また、従業員には、「チームワークにより絆を深め、共に働くことに喜びを感じて欲しい」と語り、働き方改革や「働き甲斐」改革を進めている。

コロナ禍においても、各支店をオンラインでつなぎ、リモート会議でコミュニケーションを図る取り組みを実践。現場で抱える悩みや提案などをリアルに共有できる風通しの良い体制を作った。

健康管理推進体制としては、CSO補佐に健康保険組合理事長を置く。専門スタッフがいる健康推進室をはじめ、人事部門・健保組合・労働組合が連携し、健康経営の強化を図る施策を展開している。

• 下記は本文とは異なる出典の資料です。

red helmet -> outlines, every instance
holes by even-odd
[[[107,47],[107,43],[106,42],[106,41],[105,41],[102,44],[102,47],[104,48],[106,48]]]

竹増社長は、「健康経営の実施体制のもとで、トップが健康の大切さを発信し、コンセプトに沿った商品開発などが進み、店舗が充実していく。その循環を従業員が実感し、顧客にも良さが伝わる」とし、「社員が健康であることは会社が健康であること。会社が健康であるということは会社が成長していくこと、これが経営のうえで最も大切である」と健康経営の重要性を説いた。